Kalyan Jewellers, one of India’s biggest jewellery retailers, expects marginal impact from the reciprocal tariffs announced by US President Donald Trump, executive director Ramesh Kalyanaraman told Moneycontrol on April 4.
The company has no export market and the inventory for its sole US showroom is sourced from the Middle East, Kalyanaraman said.
"We don’t export from India or anywhere. Our only US store sources material from Dubai, where the export duty is at 10 percent under the new tariff. So there is a marginal difference of duty now after the announcement. So Kalyan Jewellers per se, we don't have any impact because of the new tariff announcement... There is no negative impact, the only impact, very minimal is the three percent duty increase from Dubai, which of course it will be to the end-consumer," Kalyanaraman said.
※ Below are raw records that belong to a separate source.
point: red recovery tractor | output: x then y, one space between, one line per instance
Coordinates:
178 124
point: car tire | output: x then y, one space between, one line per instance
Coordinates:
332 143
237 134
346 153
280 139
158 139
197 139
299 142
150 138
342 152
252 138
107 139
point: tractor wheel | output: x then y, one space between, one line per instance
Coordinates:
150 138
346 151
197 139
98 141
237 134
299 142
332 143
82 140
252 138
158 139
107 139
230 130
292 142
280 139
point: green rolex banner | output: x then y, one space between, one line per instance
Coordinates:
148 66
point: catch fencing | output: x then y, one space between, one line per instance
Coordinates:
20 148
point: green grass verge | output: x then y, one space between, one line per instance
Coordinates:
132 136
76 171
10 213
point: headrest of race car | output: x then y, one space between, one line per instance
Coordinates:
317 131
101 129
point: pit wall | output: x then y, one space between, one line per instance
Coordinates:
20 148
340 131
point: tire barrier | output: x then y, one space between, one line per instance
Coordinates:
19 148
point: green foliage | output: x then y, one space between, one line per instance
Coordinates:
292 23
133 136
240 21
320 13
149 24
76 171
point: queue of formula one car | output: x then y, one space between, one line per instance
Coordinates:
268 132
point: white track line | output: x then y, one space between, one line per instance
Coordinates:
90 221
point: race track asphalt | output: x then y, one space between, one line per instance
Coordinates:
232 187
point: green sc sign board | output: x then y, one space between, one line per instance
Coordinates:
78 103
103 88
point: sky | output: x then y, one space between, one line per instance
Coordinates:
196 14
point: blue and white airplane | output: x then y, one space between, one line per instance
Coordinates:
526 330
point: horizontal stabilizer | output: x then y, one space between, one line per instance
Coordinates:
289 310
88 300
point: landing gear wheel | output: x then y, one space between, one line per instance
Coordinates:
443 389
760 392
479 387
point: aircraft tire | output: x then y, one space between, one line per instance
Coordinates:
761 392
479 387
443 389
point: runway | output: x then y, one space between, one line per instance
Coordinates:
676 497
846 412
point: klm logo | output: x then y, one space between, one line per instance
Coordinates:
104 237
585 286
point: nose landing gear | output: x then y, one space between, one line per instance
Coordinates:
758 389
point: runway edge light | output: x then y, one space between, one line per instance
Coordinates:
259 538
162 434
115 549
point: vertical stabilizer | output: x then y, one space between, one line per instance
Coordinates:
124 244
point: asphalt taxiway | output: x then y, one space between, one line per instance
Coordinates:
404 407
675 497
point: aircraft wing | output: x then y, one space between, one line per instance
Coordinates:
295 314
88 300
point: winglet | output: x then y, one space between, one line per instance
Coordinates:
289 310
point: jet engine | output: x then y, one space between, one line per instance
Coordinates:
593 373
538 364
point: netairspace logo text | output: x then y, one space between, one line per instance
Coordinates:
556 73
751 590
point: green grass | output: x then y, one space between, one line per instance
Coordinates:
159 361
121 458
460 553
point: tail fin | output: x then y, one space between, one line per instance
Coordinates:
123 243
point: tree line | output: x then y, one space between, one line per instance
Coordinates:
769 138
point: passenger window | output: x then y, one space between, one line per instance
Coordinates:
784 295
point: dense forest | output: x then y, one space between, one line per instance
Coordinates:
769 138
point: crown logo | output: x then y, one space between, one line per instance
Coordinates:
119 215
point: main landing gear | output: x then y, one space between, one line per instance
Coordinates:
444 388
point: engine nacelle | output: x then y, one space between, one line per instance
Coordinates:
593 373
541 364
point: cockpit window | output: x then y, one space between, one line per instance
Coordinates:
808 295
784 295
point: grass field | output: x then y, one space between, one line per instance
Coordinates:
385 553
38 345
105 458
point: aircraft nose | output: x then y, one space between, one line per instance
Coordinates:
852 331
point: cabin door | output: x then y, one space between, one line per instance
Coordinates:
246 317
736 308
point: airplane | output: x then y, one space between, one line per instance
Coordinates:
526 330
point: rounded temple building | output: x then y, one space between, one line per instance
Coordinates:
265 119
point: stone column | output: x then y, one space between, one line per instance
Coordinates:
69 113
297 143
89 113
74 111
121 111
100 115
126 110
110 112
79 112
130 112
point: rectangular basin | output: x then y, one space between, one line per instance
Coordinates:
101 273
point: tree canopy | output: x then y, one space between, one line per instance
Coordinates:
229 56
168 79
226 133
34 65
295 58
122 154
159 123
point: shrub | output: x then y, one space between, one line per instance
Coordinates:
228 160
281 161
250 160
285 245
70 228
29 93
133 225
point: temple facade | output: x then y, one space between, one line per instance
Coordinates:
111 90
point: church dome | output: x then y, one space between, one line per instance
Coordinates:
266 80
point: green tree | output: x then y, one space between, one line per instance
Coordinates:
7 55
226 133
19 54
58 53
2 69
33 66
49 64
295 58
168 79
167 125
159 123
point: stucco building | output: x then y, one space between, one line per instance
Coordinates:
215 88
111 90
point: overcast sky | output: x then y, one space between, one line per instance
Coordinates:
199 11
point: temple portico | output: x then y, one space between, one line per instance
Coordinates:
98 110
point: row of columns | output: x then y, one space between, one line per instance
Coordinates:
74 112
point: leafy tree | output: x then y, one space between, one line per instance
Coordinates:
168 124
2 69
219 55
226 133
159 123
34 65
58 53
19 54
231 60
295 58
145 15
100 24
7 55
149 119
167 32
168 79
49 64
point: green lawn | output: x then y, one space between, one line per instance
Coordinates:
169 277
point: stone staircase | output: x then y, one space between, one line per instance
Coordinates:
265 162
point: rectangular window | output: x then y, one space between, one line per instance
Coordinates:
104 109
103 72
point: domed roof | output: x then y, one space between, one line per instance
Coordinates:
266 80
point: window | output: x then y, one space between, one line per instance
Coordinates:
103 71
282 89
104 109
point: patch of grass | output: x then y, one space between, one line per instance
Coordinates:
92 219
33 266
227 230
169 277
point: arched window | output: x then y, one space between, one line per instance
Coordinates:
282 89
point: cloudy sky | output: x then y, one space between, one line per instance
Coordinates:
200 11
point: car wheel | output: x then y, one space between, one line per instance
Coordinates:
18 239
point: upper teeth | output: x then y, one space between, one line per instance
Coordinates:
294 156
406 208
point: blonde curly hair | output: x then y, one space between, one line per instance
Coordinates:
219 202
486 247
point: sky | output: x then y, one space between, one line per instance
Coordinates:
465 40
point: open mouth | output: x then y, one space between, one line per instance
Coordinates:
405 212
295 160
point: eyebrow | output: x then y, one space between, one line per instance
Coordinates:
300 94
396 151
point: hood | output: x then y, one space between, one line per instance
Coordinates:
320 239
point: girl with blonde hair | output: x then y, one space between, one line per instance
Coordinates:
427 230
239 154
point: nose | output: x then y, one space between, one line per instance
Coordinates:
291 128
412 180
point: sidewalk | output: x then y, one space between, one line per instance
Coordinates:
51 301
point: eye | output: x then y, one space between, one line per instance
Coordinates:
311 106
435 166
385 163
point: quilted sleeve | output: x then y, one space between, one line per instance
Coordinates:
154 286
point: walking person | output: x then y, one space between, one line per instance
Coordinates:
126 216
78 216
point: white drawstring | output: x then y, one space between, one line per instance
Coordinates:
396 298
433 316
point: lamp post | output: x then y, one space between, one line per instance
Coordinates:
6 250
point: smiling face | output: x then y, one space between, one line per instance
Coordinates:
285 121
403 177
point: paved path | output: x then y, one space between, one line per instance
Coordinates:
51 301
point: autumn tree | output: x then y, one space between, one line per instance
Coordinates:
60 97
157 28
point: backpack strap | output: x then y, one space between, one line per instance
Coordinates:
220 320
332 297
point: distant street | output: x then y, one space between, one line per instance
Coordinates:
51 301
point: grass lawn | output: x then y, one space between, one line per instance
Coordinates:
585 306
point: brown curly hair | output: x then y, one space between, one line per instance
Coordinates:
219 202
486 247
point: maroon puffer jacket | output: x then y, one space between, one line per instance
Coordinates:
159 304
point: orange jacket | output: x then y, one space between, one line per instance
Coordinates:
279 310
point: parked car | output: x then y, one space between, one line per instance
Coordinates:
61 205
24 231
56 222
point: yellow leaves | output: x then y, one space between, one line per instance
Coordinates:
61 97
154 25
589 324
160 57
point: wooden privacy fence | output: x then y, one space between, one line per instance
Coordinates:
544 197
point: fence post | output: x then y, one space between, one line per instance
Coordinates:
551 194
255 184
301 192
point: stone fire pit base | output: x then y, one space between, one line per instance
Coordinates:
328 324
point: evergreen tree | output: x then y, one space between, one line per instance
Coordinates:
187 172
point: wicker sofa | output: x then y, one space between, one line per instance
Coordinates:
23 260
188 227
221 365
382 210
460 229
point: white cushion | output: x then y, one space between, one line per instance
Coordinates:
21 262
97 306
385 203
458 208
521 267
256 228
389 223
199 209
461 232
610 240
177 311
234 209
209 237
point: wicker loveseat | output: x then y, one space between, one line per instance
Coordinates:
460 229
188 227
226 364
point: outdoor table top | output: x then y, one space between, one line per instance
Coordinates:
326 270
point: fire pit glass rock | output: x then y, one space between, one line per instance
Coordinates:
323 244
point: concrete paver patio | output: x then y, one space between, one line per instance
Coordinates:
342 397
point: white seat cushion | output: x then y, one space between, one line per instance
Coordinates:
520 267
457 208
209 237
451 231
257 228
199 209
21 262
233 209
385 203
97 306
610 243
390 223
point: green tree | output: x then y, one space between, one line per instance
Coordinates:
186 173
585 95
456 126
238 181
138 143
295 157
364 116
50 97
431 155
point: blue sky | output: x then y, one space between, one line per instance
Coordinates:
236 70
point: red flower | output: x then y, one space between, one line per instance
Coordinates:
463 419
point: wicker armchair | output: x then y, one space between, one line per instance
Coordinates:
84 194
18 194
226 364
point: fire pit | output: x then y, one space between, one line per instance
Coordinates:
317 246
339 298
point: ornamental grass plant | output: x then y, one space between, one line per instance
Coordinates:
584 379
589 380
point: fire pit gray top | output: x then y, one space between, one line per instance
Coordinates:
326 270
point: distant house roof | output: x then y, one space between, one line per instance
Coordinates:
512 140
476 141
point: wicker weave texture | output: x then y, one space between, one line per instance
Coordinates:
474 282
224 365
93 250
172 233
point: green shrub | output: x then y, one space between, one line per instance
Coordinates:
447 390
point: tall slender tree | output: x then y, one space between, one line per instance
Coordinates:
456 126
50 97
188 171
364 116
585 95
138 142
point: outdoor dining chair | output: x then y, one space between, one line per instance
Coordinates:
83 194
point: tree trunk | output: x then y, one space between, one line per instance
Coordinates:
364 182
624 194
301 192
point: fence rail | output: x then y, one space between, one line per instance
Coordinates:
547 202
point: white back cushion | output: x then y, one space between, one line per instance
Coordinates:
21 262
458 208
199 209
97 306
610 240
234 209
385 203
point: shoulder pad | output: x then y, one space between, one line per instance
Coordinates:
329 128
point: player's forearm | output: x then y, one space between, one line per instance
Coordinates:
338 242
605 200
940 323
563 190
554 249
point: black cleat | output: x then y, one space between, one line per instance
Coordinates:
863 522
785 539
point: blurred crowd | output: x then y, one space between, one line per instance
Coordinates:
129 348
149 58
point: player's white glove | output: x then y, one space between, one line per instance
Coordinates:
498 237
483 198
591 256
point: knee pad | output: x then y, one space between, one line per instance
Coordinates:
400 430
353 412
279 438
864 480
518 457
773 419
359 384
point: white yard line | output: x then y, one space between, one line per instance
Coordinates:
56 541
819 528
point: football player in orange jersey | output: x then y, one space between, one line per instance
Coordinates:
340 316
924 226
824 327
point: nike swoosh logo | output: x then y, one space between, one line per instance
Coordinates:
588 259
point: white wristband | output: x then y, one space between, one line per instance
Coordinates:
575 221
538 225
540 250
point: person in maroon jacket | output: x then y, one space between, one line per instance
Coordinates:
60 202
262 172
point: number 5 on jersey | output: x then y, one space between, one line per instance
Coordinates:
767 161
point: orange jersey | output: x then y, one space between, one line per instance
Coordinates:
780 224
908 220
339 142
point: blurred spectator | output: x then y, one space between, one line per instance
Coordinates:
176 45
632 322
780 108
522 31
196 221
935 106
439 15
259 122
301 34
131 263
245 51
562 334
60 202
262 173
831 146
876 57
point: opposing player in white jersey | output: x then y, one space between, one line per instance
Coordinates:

His comments come a day after US announced a 26 percent reciprocal tariff on Indian goods, which is expected to hit India's $32 billion gems and jewellery export market. The US accounts for $11.58 billion, or 34 percent, of these exports.
Kalyan Jewellers sources 30-40 percent of its New Jersey showroom's inventory from the US, with the rest coming from Dubai.
At 2.30 pm, Kalyan Jewellers was trading at Rs 483, down 5.1 percent from the previous close. The negative sentiment comes as investors fret that the tariffs would erode price competitiveness of Indian jewellery exporters, especially against rivals like Thailand and Vietnam.
It is, however, important to separate the retail-driven names from the export-heavy ones. Not every company would be hit equally. Retail-centric brands such as Titan and Kalyan Jewellers may fare better than those dependent on US exports, according to Siddharth Khemka, Head of Research at MOSL.
Gold playKalyanaraman said that tariff announcement would be an advantage for the company, as it expects the gold metal loan (GML) rates to normalise in the coming months.
"GML rates were going up to 5 percent (in Q4) from 3-3.5 percent because the physical metal had been moving to the US from the UK and other parts of the world in anticipation of the tariff announcement, which was foreseen. Now that the tariff has been implemented, there is no change in bullion. This physical metal will return to where it came from, and in all likelihood, the interest will settle around 3.5 percent within a couple of months — that is the advantage," he said.
GML is an industry-wide practice that allows jewellers to borrow gold from banks for 180 days instead of purchasing it outright.